In October 1993, Americans were repulsed by video of the bodies of U.S. soldiers being dragged through the streets of Somalia’s capital. U.S. troops were removed in 1994. Clinton also failed to intercede in the genocidal conflict in Rwanda, where millions were killed or forced to become refugees. A decade later, and presumably wiser, Clinton apologized for his “personal failure” to do more.
In 1998, a radical Islamic terrorist group called al-Qaida bombed U.S. embassies in Kenya and Tanzania. Clinton ordered retaliatory missile attacks against suspected al-Qaida havens in Sudan and Afghanistan, to little effect.
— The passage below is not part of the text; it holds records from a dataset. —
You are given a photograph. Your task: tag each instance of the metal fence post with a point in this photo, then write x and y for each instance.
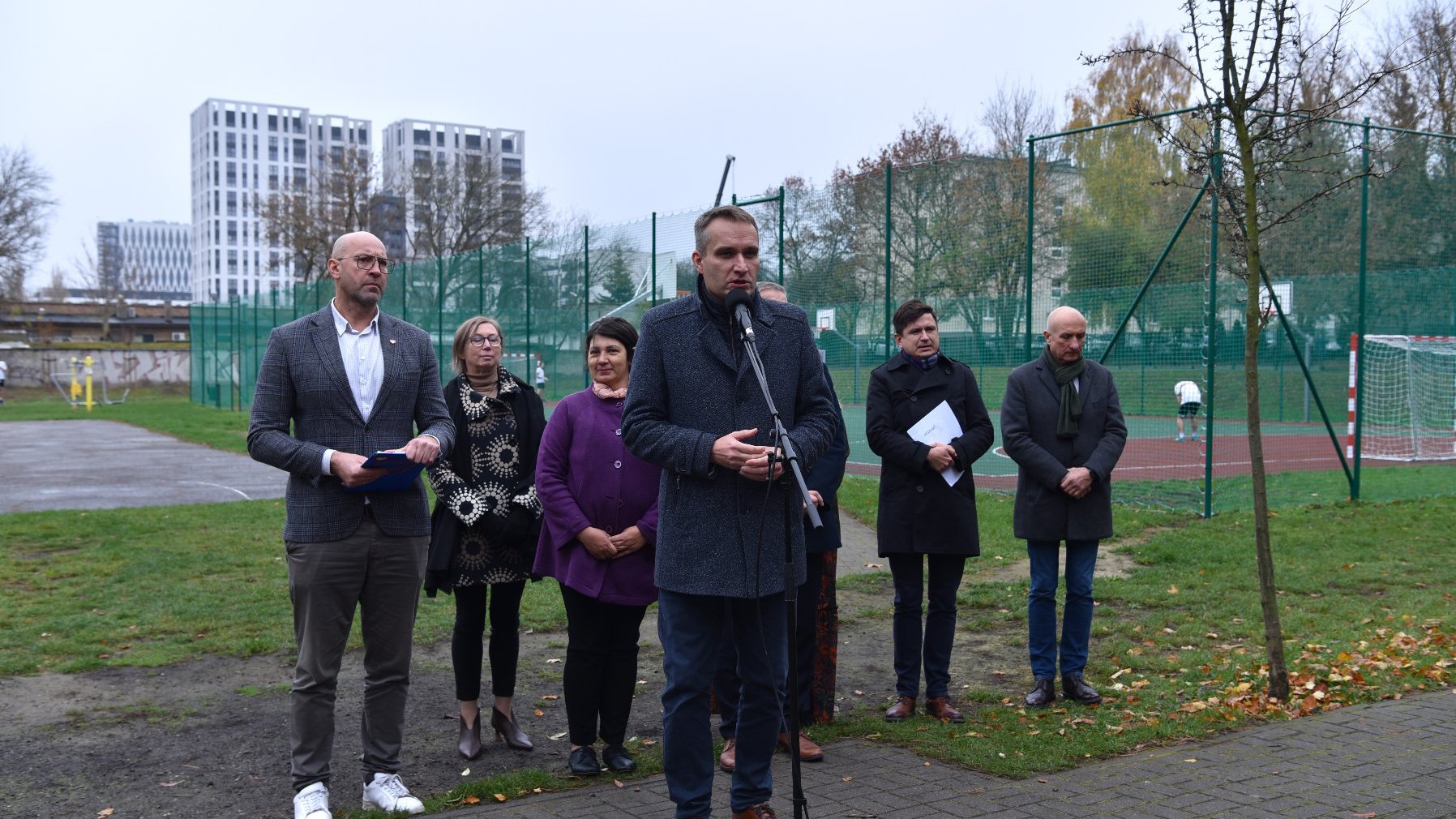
(1360, 302)
(1216, 171)
(1031, 226)
(889, 230)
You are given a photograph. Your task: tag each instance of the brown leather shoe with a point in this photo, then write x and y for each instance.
(1042, 696)
(728, 760)
(903, 709)
(941, 709)
(808, 753)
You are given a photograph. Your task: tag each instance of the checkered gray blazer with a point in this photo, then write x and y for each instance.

Frustrated with Iraqi dictator Saddam Hussein’s refusal to cooperate with UN weapons inspections, the United States and Great Britain launched air strikes against Iraq in late 1998, also to little effect. Both the terrorist group and the dictator would prove to be even bigger headaches for Clinton’s successor.
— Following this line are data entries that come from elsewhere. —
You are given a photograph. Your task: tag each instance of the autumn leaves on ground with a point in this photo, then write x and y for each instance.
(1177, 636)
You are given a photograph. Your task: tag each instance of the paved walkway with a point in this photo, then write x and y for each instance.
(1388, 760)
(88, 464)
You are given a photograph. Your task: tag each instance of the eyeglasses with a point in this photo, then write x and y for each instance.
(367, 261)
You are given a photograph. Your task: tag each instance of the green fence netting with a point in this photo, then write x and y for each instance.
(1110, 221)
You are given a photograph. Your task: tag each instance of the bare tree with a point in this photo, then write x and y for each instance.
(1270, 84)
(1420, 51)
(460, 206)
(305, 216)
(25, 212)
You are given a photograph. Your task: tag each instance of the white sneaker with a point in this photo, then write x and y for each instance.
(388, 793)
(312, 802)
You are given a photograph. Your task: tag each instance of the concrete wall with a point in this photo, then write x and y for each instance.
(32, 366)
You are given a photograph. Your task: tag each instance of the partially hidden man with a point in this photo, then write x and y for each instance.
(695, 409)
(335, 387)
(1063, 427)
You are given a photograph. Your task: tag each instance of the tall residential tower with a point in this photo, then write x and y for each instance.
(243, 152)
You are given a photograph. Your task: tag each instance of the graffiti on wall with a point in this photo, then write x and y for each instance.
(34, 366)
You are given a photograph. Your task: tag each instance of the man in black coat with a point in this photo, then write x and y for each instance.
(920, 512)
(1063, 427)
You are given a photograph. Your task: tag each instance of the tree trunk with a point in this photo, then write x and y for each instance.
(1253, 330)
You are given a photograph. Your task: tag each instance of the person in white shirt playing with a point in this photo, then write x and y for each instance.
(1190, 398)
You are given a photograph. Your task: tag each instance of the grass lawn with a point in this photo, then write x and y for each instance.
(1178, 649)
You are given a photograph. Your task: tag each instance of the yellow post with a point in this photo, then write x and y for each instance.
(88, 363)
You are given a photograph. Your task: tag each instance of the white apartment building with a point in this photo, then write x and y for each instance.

Pushing harder on the home front
Clinton was much more interested and engaged when it came to domestic policies. His first big battle as president was over his ambitious plan to reform the country’s healthcare system. It was a system plagued by soaring costs, confusing programs, and increasing unavailability to the unemployed and the uninsured. As the baby boomers aged and needed more medical care, the strain on the system would only get worse.
Clinton put his wife, Hillary, in charge of getting his reforms through Congress. But her efforts were hampered when she became embroiled in a probe into the financial dealings of an Arkansas company called the Whitewater Development Corporation.
The Whitewater probe led to Hillary Clinton becoming the first First Lady to be subpoenaed in a criminal investigation. The scandal, Hillary’s stubbornness in refusing to compromise with legislators, and a massive and well-financed campaign by the health and pharmaceutical industries combined to sink the president’s healthcare reforms.
In turn, the failure of Clinton’s healthcare reforms, a series of mini-scandals at the White House, and the clever political strategy of a Georgia congressman named Newt Gingrich gave the Republicans control of both houses of Congress in 1995 for the first time since 1946. Gingrich was elected House speaker.